The Vanderbilt University Medical Center will receive  $71.6 million from government funding to build a new heath center in Nashville focused on gathering genome data. This is part of a federal research project to develop tailored medical treatments, called Precision Medicine Initiative Cohort Program. The $71.6 million represents the largest grant the National Institutes of Health has ever received.

Aiming to develop a more accurate and precise medicine, Obama’s administration is giving a  five-year grant to  Vanderbilt University Medical (VUMC), an institution that has studied genome and personalized medicine programs for the last 20 years.

The $71.6 million grant will facilitate the VUMC to build a new health center in Nashville mainly focused on gathering genome data. Image Credit: BABW
The $71.6 million grant will facilitate the VUMC to build a new health center in Nashville mainly focused on gathering genome data. Image Credit: BABW

The VUMC’s department of biomedical informatics will be essential to develop the government’s precision medicine program, whose goal is to offer individualized treatments for common diseases illnesses to rare cancers.  With this grant, the VUMC will be home to the Data and Research Support Center under the federal precision medicine program.

Precision medicine will help save lives, says Jeff Balser

President and CEO of VUMC Dr. Jeff Balser stated that this is a great opportunity for the VUMC because it would be “a hub for the burgeoning personalized medicine industry.”

Balser said that VUMC’s researchers would be searching for insights on how a person unique genetic code, combined with environmental exposures,  reacts to medicine.

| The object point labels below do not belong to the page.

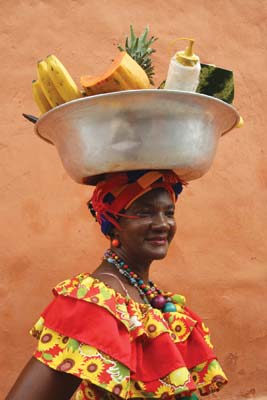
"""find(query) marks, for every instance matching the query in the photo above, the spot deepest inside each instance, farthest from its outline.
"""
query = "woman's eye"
(143, 214)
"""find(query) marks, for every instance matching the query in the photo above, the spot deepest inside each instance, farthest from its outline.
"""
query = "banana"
(39, 97)
(62, 80)
(47, 84)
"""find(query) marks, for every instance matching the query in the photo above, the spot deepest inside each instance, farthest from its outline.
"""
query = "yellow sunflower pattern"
(99, 371)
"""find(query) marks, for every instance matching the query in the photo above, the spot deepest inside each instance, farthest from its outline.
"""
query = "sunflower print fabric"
(123, 349)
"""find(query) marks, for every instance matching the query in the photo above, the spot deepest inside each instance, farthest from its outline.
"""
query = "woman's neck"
(140, 268)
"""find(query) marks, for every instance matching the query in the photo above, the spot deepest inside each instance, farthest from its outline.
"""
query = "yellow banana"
(47, 85)
(62, 80)
(39, 97)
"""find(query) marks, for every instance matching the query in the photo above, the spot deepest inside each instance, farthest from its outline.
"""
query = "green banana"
(47, 84)
(62, 80)
(39, 97)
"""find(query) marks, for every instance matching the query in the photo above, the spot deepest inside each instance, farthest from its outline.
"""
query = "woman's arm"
(39, 382)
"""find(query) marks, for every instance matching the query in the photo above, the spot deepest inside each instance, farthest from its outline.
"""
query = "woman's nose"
(160, 221)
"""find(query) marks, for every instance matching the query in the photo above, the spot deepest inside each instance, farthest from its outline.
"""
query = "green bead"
(169, 307)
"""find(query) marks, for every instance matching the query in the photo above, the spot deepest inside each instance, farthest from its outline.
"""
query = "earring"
(115, 243)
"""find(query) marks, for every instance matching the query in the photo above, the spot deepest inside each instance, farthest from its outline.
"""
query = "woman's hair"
(113, 195)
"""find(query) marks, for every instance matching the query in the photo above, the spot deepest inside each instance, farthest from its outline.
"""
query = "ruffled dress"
(121, 348)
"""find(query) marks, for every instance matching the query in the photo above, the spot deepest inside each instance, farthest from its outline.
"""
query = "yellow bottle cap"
(187, 57)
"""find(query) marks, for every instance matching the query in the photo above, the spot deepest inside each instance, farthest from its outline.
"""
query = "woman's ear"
(115, 238)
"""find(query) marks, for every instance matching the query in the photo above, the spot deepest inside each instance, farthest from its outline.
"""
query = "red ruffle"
(148, 358)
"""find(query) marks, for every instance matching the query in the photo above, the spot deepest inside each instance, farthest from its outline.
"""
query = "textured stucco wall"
(219, 256)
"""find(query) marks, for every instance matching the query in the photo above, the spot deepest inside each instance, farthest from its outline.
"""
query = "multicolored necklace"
(149, 293)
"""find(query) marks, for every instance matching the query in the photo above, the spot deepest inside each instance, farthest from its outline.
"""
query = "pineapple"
(139, 49)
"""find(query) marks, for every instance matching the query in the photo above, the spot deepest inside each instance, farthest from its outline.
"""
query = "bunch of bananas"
(54, 85)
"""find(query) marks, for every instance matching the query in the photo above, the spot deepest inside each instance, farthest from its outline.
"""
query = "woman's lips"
(158, 241)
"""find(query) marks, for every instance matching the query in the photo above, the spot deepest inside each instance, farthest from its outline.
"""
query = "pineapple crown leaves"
(139, 49)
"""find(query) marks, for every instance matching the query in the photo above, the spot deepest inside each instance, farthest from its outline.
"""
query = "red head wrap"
(119, 190)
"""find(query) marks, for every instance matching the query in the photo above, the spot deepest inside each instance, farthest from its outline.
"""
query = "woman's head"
(137, 208)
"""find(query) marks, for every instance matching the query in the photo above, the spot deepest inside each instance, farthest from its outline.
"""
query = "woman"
(114, 333)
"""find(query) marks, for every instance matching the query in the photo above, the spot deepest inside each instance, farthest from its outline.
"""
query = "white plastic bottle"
(184, 70)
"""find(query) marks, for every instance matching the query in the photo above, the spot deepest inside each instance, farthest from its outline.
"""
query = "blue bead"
(169, 307)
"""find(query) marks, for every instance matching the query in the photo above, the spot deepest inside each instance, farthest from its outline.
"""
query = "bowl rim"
(180, 93)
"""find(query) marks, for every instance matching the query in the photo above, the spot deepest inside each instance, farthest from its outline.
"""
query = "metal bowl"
(137, 129)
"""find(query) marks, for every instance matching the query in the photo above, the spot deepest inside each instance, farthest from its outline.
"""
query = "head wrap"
(119, 190)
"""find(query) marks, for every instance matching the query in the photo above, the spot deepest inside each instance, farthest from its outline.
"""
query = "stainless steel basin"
(137, 129)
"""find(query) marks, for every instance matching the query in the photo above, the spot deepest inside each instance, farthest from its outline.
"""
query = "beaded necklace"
(149, 292)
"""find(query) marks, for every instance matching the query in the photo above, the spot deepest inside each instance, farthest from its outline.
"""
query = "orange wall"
(219, 256)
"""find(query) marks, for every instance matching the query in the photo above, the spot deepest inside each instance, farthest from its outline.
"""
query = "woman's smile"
(147, 228)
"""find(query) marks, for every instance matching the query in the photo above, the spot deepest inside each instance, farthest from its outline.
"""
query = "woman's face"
(147, 236)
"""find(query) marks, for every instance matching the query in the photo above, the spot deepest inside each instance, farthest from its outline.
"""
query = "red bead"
(115, 243)
(143, 286)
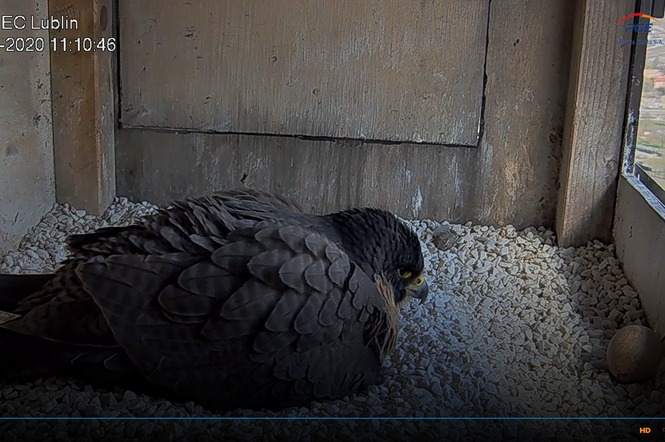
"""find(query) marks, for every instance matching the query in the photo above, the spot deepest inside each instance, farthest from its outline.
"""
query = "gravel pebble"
(515, 326)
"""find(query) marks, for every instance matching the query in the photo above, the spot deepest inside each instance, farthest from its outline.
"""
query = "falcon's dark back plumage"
(236, 299)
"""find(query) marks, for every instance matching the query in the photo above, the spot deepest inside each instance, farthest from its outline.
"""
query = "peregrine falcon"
(237, 299)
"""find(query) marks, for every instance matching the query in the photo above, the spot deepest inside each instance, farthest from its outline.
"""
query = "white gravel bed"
(514, 327)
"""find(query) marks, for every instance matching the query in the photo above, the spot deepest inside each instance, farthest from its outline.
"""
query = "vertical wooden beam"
(83, 83)
(594, 122)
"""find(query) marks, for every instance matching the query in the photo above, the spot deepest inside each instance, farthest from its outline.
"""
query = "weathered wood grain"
(385, 70)
(594, 123)
(511, 178)
(84, 118)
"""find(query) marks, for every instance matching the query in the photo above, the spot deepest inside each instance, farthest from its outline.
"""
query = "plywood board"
(511, 178)
(27, 185)
(594, 123)
(83, 83)
(385, 70)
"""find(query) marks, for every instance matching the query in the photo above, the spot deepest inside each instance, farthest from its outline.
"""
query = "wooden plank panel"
(594, 123)
(322, 175)
(370, 69)
(83, 87)
(527, 77)
(509, 179)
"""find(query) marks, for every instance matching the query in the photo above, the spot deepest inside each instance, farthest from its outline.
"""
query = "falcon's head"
(382, 245)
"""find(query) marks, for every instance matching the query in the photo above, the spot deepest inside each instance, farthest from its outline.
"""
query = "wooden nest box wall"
(501, 112)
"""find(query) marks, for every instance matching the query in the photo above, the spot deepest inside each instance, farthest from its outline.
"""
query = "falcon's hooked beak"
(418, 288)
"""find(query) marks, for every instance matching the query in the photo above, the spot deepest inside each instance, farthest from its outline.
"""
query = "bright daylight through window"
(650, 146)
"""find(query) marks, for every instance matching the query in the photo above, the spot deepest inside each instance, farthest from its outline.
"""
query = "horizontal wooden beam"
(83, 83)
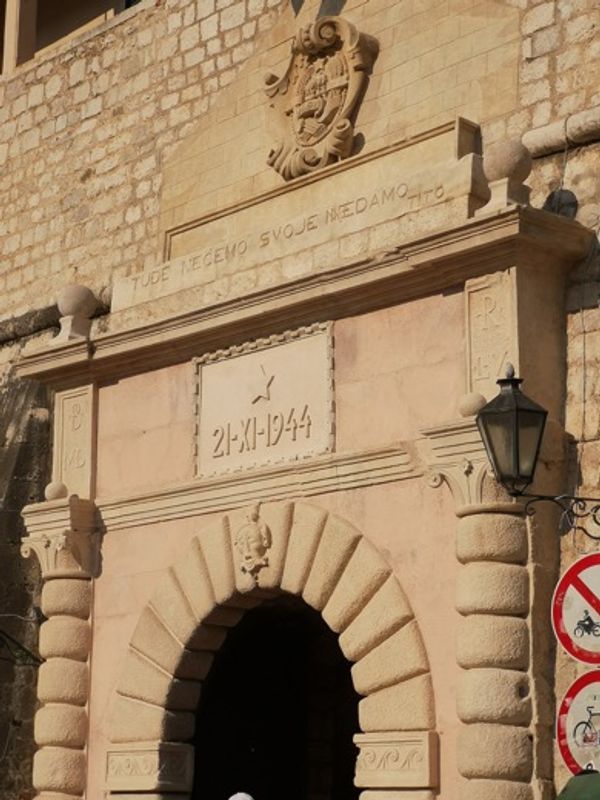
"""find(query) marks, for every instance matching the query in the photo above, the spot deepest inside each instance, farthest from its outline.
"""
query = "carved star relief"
(264, 384)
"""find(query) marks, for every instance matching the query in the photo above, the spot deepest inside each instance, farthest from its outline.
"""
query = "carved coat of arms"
(317, 98)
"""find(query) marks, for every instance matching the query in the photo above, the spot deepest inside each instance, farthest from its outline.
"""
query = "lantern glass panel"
(531, 428)
(499, 432)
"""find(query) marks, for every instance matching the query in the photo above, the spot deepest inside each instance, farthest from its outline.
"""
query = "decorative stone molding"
(320, 475)
(315, 555)
(422, 265)
(506, 165)
(317, 98)
(146, 767)
(63, 535)
(397, 760)
(457, 456)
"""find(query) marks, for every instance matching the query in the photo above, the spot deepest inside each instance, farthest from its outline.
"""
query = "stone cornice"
(457, 456)
(63, 535)
(432, 263)
(330, 473)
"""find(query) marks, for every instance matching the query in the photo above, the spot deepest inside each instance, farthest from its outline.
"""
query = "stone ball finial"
(470, 404)
(75, 300)
(507, 159)
(55, 491)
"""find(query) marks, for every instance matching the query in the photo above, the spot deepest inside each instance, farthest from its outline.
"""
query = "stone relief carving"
(63, 536)
(165, 766)
(317, 98)
(252, 541)
(397, 760)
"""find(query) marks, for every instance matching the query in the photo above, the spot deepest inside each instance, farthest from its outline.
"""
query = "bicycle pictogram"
(585, 733)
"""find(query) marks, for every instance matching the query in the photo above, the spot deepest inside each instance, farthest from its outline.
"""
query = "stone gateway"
(263, 265)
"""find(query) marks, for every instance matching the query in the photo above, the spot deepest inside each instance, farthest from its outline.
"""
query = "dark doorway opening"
(278, 711)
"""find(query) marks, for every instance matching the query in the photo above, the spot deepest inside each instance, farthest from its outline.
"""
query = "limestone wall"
(87, 128)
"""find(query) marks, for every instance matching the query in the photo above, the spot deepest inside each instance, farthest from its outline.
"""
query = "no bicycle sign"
(576, 610)
(578, 723)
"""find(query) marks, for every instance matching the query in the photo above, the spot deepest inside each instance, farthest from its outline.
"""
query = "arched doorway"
(278, 710)
(337, 581)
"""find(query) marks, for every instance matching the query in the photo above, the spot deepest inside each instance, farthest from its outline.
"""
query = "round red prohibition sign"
(576, 610)
(578, 723)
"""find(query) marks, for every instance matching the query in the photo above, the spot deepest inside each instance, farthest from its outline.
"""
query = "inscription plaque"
(489, 311)
(331, 205)
(264, 402)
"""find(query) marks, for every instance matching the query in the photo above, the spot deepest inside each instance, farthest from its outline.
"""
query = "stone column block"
(489, 588)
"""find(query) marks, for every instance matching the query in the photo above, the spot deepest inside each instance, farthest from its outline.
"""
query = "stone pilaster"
(495, 750)
(62, 534)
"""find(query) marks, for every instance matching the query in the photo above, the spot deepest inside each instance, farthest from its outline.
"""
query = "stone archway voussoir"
(307, 528)
(142, 679)
(192, 574)
(154, 640)
(337, 544)
(215, 543)
(386, 612)
(400, 657)
(364, 574)
(407, 706)
(136, 721)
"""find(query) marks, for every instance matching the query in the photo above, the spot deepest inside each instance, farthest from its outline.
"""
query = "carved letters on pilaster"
(74, 435)
(489, 311)
(150, 766)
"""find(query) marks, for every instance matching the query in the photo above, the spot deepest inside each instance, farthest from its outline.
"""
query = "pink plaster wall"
(145, 426)
(397, 370)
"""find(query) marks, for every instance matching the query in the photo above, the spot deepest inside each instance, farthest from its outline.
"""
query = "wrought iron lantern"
(511, 427)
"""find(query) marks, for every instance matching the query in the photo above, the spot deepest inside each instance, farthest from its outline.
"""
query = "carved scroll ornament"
(317, 98)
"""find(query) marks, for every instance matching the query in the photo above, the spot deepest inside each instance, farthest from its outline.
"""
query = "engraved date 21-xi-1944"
(256, 432)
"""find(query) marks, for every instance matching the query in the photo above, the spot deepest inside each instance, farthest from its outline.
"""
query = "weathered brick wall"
(84, 132)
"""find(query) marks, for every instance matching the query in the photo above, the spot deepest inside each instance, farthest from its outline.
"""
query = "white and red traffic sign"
(576, 610)
(578, 723)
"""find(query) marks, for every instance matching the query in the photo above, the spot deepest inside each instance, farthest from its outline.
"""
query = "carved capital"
(316, 100)
(397, 760)
(63, 534)
(150, 766)
(456, 456)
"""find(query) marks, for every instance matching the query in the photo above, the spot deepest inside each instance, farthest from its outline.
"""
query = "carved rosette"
(317, 98)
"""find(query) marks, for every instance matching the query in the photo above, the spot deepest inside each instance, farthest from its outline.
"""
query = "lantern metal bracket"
(576, 512)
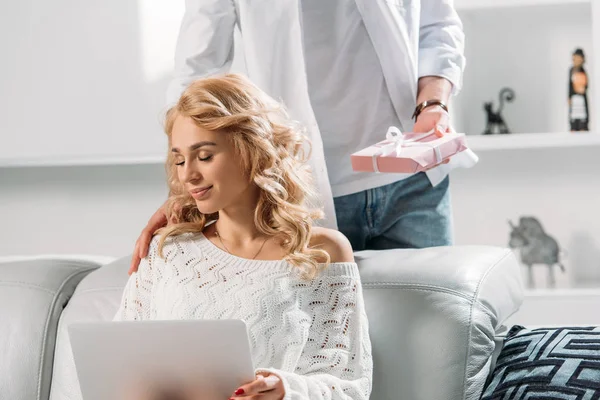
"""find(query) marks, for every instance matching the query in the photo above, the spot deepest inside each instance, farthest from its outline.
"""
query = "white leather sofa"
(436, 319)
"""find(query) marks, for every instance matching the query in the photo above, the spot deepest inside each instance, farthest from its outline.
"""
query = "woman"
(242, 234)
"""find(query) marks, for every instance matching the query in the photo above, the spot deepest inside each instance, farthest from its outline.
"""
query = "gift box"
(408, 153)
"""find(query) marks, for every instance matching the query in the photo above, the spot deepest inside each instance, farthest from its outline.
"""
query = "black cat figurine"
(495, 120)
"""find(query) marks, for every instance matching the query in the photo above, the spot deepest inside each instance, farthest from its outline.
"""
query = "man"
(347, 70)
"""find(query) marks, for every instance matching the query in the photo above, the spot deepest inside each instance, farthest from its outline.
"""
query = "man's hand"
(435, 118)
(157, 221)
(265, 387)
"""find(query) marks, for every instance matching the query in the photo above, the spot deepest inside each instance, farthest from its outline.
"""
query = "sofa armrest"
(33, 294)
(433, 315)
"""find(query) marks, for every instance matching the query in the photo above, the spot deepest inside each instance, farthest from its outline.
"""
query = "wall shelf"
(515, 141)
(483, 4)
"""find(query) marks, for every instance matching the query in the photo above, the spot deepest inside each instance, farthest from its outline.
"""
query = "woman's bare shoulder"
(335, 243)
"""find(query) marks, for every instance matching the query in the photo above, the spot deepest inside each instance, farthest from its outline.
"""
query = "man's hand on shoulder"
(335, 243)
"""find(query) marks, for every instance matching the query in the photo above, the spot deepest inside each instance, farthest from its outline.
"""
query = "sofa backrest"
(33, 294)
(433, 314)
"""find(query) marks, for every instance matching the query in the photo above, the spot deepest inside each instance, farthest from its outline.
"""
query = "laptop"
(135, 360)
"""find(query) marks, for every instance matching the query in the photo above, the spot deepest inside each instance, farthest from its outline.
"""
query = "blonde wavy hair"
(270, 147)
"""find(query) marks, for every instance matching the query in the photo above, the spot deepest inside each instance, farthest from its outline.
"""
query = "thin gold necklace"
(227, 250)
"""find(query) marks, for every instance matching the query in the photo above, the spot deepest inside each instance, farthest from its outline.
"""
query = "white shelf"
(512, 141)
(483, 4)
(515, 141)
(71, 161)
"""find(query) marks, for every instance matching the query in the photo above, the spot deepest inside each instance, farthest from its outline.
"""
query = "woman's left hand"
(265, 387)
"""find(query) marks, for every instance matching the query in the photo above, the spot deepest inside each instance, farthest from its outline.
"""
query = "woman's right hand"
(157, 221)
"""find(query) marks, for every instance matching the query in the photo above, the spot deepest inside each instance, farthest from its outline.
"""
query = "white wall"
(529, 50)
(101, 210)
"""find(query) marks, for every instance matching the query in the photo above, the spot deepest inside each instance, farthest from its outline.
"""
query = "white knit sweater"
(313, 334)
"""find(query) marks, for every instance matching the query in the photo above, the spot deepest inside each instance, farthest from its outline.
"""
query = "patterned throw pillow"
(546, 364)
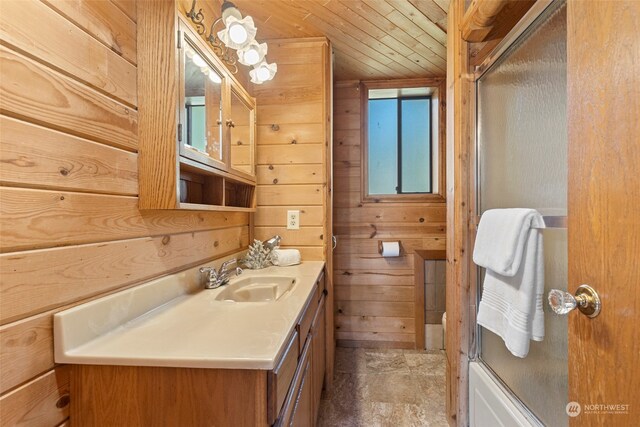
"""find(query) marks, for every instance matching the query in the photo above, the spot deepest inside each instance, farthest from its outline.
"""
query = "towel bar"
(550, 221)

To do so, the Mayo Clinic will be storing DNA from patients in centers across the United States. Then, the data from the samples will be analyzed by  VUCM.

To collect as many data as possible, the  VUMC will also work with some other health institutions like Broad Institute of MIT and Harvard in Cambridge, Mass., Columbia University Medical Center, the University Of Michigan School Of Public Health, Northwestern University Feinberg School of Medicine, and the University Of Texas School Of Bioinformatics.

Balser expects that precision medicine could eventually move from treating cancer to helping doctors find better treatment for diabetes, depression, heart disease and more. He said precision medicine would help save lives.

This center will also be supported by Verily Life Sciences, a subsidiary of Alphabet, the parent company of Google.

 55 million will be given to hospitals and enterprises that began research in genetic makeup

Since precision medicine has been used in oncology to give patients tailoring treatments that could improve their life expectancies, the federal government, and other health centers believe that simple procedure could also be useful to treat other diseases better. In this sense, Obama’s administration is undertaking a database that will map the genome of 1 million Americans. The precision medicine initiative was announced in Obama’s 2015 State of the Union address.

“The National Institutes of Health is making major investments in partnerships across the country, including with the Broad Institute in Cambridge, to gather data that could lead to lifesaving discoveries. Building in strong privacy and security protections from the start, NIH is teaming up with regional health care providers and community-based health clinics to sign up a million or more volunteers from all walks of life,”  said Balser.

To achieve the White House’s “precision medicine initiative.” The Obama administration will grant $55 million to hospitals and health centers that want to join the national research into the DNA database of a million or more Americans.

The primary goal is not only to understand what genes are linked to certain diseases but also to develop medicines and treatments that can cure them. Francis S. Collins, director of the National Institutes of Health and a prime mover in the national endeavor, believes the national precision medicine cohort will be unique and transformative because its database will show how prosperous America is in diversity.

The Department of Veterans Affairs has already a project including veterans’ assembled genomic makeups database.

Hospitals like Columbia University in New York, alongside  Weill Cornell Medical College and Harlem Hospital; Northwestern University in Chicago, in partnership with the University of Chicago, the Ann & Robert H. Lurie Children’s Hospital of Chicago and some others hospitals are undertaking research protocols to encourage patients to participate in the national health initiative. According to NIH,  patients can also participate in the research contacting the hospitals on their computers, smartphones or call center.

Four universities have been chosen by NIH to carry out the national genome research. They are Alliance of Chicago Community Health Services LLC and the University of Illinois at Chicago, the University of Arizona, Tucson, in partnership with Banner Health and the University of Pittsburgh.

As for President Obama, this new initiative will make a significant change in the lives of Americans.

“Precision medicine gives us the chance to marry what’s unique about America — our spirit of innovation, our courage to take risks, our collaborative instincts – with what’s unique about Americans – every individual’s distinctive genetic makeup, lifestyles, and health needs. In doing so, we can keep ourselves, our families, and our nation healthier for generations to come”he said.